MNanoBEIR / NanoBEIR-es / NanoTouche2020

Overview

This task is the Spanish NanoBEIR version of Touché 2020, an argument retrieval benchmark for controversial questions. The original CLEF Touché 2020 task focuses on retrieving arguments for socially important or everyday decision questions, where relevance depends on both topic match and argumentative content. In this NanoBEIR slice, Spanish translated controversial questions must retrieve Spanish translated debate-style argument documents from 5,745 candidates. The task contains 49 queries and 932 positive relevance judgments. Every query has multiple positives, averaging 19.02 relevant arguments. It is a compact benchmark for broad pro/con retrieval, argument relevance, and ranking long argumentative documents rather than short answer passages.

Details

What the Original Data Measures

Touché 2020 measures argument retrieval. A relevant document should contain a substantive argument addressing the central issue in the query. For controversial questions about homework, prescription drug advertising, child vaccination, abortion, or standardized testing, a topical mention is not enough: the retrieved document should present reasons, evidence, stance, or persuasive framing that engages with the question.

Observed Data Profile

The Spanish Nano task has 49 queries, 5,745 documents, and 932 positives. Every query is multi-positive, with 6 to 32 positives and a median of 19. Query length averages about 54 characters, while documents are long, averaging about 2,361 characters. The examples include questions about homework, prescription drug advertising to consumers, child vaccination, abortion legality, and standardized tests. Positive documents are long Spanish translated debate arguments.

BM25 Evaluation Profile

BM25 is strongest by nDCG@10, with 0.573, Hit@10 of 1.000, and Recall@100 of 0.786. This reflects the large number of positives and the strong topic terms in controversial questions. Sparse matching can reliably find at least one relevant argument for every query and ranks many arguments well when documents repeat the central issue. The risk is that BM25 may favor long topical documents that mention the issue frequently even if their argumentative fit is weaker.

Dense Evaluation Profile

The dense harrier-oss-270m baseline reaches nDCG@10 of 0.414, Hit@10 of 0.878, and Recall@100 of 0.740. Dense retrieval is weaker here than BM25, suggesting that exact topic anchoring is very important for this Spanish argument slice. Embedding similarity can capture broad stance or issue proximity, but it may also retrieve generally related opinion text that does not directly address the controversial question. Dense retrieval alone underperforms for both top ranking and coverage.

Reranking Hybrid Evaluation Profile

The reranking_hybrid profile reaches nDCG@10 of 0.531, Hit@10 of 0.980, and Recall@100 of 0.818. It has the best recall and is close to BM25 on first-page coverage, but BM25 still has the best nDCG@10. This indicates that hybrid search broadens candidate coverage by adding semantically related arguments, while sparse topic matching remains the strongest top-rank signal. For downstream reranking, the hybrid candidate pool is useful because it captures the largest share of relevant arguments.

Metric Interpretation for Model Researchers

Hit@10 is nearly saturated and should not be treated as sufficient. Because every query has many positives, nDCG@10 and Recall@100 are more useful. nDCG@10 measures whether the top of the ranking contains high-quality relevant arguments, while Recall@100 measures whether the candidate set covers the broader pro/con space. Argument retrieval systems should be evaluated for coverage and diversity, not only whether they find one relevant document.

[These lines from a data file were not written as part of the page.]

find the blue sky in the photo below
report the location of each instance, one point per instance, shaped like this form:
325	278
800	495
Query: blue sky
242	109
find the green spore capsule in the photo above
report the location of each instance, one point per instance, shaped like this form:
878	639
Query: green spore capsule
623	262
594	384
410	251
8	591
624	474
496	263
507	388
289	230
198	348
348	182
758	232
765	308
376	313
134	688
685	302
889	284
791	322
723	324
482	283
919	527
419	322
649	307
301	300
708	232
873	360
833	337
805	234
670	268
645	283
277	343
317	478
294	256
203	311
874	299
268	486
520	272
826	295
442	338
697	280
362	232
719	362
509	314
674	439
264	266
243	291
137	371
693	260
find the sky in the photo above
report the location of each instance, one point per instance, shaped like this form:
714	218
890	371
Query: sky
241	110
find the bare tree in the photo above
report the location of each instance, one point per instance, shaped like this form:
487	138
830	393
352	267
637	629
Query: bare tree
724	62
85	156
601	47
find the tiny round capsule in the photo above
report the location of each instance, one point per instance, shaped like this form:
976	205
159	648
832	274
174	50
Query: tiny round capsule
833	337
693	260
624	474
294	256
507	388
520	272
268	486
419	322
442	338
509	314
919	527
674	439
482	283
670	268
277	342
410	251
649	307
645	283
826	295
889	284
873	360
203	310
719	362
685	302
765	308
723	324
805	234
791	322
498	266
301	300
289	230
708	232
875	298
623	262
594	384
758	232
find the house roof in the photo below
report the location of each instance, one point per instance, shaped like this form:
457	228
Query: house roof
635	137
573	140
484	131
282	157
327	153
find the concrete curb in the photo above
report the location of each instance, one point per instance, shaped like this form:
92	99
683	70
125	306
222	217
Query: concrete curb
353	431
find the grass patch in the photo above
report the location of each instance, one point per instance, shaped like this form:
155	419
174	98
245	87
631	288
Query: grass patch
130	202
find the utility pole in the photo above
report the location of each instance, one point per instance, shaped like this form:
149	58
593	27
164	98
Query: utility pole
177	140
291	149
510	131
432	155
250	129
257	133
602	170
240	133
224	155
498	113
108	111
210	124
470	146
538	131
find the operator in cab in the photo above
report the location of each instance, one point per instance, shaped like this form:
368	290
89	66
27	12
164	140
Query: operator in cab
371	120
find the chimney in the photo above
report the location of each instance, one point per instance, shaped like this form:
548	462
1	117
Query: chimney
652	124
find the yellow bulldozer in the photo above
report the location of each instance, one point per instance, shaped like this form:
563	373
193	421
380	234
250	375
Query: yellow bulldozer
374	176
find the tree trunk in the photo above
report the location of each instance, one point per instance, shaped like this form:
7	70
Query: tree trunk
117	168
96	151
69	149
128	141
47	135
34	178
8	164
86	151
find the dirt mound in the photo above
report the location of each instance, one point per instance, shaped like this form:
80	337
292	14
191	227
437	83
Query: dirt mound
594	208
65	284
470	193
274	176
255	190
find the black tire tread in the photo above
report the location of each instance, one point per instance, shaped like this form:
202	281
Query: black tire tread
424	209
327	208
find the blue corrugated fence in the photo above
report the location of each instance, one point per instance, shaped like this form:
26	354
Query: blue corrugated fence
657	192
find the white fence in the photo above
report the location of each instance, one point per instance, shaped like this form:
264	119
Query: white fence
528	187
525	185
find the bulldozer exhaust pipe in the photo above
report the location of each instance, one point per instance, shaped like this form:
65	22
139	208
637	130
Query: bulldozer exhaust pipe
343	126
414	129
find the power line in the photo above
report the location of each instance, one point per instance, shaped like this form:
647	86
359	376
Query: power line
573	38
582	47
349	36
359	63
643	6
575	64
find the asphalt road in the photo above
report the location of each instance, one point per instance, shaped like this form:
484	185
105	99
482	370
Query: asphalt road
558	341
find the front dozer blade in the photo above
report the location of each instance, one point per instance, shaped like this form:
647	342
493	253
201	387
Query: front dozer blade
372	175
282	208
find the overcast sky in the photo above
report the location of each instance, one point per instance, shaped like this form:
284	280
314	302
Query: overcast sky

Query and Relevance Type Tendencies

Queries are concise Spanish controversial questions. Relevant documents are long argument passages with claims, reasons, examples, and sometimes explicit stance language. Positives can include multiple sides of the debate, so the task rewards coverage of the issue rather than a single answer. Hard negatives may discuss the same topic but not argue the central question.

Representative Failure Modes

BM25 can over-rank documents that repeat the topic without strong argumentative content. Dense retrieval can retrieve broad opinion pieces or adjacent policy discussions that do not answer the exact question. Hybrid retrieval improves coverage but may still under-rank arguments with less lexical overlap. Failure analysis should consider whether a retrieved document makes a substantive argument and whether the result set covers multiple relevant perspectives.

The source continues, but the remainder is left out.